I checked in Thursday afternoon with political scientist for hire Ian Bremmer, president of Eurasia Group, a New York political-risk consulting firm. Bremmer is a creature of Davos, a uniquely well positioned participant and observer there because his job and the World Economic Forum’s mission overlap so neatly. (WEF is all about promoting global governance; Bremmer is all about analyzing global governance.) Last year I discussed China with Bremmer, who has written extensively on the changing world order. He has a few ideas about what the themes will be this year in Davos. An edited transcript of our conversation follows.
FORTUNE: What will be the hot topic in Davos next week?
Bremmer: The single biggest issue is what global rebalancing means. Last year was the post-financial crisis Davos. Will there be a double dip? And so on. We’re done with that. Now we’re in a new world order. And not everyone is happy with that. [WEF founder and executive chairman] Klaus Schwab is very uncomfortable with that. The World Economic Forum is all about global governance, about major institutions like the G20 that run the world. The 2,000 people who come to Davos have an enormous amount in common with each other, but not nearly as much in common with the people in their own countries.
You mean Klaus Schwab and the WEF as a metaphor, right, not the actual organization?
Yes, of course. Over the last 40 years globalization brought people together. Now they have a world where people have less, not more, in common with each other. In other words, globalization is getting pushback.

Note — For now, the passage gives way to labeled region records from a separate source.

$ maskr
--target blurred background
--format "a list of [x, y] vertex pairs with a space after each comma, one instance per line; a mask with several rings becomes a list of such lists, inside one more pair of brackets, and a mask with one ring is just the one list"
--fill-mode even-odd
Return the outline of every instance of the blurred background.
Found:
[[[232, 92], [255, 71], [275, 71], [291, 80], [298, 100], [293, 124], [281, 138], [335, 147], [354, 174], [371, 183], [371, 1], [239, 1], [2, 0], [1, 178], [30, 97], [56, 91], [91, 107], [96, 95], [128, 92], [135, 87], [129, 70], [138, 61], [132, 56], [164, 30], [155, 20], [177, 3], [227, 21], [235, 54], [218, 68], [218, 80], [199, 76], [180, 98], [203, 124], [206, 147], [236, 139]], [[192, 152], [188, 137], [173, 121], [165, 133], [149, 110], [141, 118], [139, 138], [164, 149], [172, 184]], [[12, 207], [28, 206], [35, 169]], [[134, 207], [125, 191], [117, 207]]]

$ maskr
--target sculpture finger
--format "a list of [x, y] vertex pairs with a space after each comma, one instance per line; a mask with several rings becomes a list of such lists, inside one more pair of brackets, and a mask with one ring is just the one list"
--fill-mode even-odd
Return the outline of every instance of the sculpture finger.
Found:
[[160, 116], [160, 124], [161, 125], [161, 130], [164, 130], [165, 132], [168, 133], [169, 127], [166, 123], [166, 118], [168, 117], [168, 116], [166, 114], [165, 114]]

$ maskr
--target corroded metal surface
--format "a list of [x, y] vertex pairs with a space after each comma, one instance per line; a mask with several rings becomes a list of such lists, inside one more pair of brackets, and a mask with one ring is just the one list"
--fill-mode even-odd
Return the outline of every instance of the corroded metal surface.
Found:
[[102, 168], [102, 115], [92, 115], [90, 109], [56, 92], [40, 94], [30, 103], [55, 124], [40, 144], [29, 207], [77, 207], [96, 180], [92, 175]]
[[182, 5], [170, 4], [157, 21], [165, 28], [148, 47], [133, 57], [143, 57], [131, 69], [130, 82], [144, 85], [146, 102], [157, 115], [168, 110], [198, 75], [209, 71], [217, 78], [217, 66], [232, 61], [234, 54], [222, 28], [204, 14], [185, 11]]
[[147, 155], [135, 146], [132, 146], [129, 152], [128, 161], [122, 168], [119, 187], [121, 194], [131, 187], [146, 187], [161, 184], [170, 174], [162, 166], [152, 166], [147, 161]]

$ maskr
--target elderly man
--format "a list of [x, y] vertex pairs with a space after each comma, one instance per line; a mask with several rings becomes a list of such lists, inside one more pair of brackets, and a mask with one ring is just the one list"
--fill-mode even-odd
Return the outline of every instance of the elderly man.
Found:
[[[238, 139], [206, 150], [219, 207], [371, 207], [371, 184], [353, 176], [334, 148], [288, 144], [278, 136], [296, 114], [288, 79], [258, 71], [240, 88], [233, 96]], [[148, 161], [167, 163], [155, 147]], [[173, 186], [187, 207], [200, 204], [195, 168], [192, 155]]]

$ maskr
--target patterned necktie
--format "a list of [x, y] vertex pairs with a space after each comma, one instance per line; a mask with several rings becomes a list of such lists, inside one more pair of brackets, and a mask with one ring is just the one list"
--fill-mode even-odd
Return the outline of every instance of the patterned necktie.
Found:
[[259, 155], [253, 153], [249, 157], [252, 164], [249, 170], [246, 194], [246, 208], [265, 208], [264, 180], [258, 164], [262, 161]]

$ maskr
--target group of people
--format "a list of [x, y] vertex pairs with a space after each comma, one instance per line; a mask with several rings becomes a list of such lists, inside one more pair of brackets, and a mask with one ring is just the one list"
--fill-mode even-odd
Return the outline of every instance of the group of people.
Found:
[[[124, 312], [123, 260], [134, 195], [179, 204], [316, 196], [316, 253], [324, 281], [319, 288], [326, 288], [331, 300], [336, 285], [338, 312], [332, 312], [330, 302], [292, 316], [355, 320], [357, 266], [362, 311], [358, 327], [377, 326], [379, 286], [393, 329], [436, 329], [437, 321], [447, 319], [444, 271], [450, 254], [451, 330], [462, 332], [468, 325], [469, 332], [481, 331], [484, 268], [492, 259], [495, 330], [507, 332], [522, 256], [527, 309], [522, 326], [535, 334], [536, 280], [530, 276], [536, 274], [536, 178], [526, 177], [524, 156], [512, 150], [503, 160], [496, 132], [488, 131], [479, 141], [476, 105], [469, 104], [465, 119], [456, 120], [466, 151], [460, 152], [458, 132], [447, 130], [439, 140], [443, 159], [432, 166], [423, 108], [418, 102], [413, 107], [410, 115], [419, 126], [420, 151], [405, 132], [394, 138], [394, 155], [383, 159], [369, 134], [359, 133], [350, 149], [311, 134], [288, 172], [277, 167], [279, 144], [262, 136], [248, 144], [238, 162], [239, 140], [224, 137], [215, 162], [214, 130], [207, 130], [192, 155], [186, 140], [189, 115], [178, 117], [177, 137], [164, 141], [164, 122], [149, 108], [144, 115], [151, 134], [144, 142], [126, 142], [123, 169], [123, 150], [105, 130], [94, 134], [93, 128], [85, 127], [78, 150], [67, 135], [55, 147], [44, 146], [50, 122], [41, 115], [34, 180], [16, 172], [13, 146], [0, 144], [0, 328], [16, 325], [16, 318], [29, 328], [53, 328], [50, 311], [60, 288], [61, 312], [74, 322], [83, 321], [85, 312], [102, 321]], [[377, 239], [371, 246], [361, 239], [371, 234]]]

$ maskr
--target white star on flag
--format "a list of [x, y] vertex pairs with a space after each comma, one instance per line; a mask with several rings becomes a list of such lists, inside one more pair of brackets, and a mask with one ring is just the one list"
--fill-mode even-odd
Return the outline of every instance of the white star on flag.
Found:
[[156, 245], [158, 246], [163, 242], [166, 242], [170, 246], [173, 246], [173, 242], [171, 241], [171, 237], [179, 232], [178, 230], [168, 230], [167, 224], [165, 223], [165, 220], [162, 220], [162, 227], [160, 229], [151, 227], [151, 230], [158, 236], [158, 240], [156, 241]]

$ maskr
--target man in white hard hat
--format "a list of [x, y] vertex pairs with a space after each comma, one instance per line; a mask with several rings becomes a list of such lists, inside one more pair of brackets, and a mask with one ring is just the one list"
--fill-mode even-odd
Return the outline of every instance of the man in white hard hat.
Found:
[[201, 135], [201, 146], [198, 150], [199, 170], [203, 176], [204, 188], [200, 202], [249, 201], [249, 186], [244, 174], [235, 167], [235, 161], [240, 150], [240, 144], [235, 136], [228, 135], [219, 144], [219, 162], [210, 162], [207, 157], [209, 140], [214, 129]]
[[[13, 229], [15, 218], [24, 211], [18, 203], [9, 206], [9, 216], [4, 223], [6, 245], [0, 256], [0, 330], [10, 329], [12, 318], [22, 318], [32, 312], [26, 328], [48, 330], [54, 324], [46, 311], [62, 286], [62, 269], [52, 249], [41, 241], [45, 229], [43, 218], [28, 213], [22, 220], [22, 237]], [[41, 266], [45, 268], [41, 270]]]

What does that pushback look like?
Look, globalization has worked for a long while. Liberal democracy, the rule of law. Increasingly, though, those aren’t the main topics of discussion. Now it’s about South-South trade, for example, trade within emerging markets, like China with Brazil or Turkey with Iran. For years Turkey was all about its orientation toward Europe. No longer. There are all sorts of negotiations that don’t involve the West anymore. These countries are now doing what they want to do. There used to be common institutions and values. Now there are just common institutions.
What do you expect to hear from Russian President Dmitry Medvedev, who will deliver the WEF’s opening keynote?
I’ll want to hear to what extent the Russians are interested in opening up to the West. The recent BP-Rosneft deal is instructive — and funny. It wasn’t so long ago that BP got chased out of Russia. Now BP and Russia need each other. The vast majority of people who do business in Russia understand the game of doing business there.
One of the themes of Davos in 2011 is risk. What do you think is the biggest risk the world faces?
The biggest risk is structural, that the world is not in a G20 environment anymore. Now we’re in a G-Zero environment. That presents a lot more conflict.
[In a recent note to clients, Bremmer elaborated on this theme: “It’s almost impossible to imagine (and, indeed, historically unprecedented) that such changes imply a peaceful transition,” he wrote. “It would be a daunting challenge to engineer such a dramatic change in global order even between allies, with entrenched relationships of trust and related sharing of strategy and intelligence among political institutions. But absent that, among countries with fundamentally different political and economic values, at radically different stages of development, and without such durable political and economic relations, greater conflict is foreordained.”]
Of your many official duties in Davos next week, what are you most looking forward to?
I’m speaking for a New York Stock Exchange dinner with 50 CEOs. Discussions with that group is certain to yield a good understanding of where global business is going. I’m also moderating a roundup discussion on the last day of the conference on risks and to determine what the main themes of the meeting were.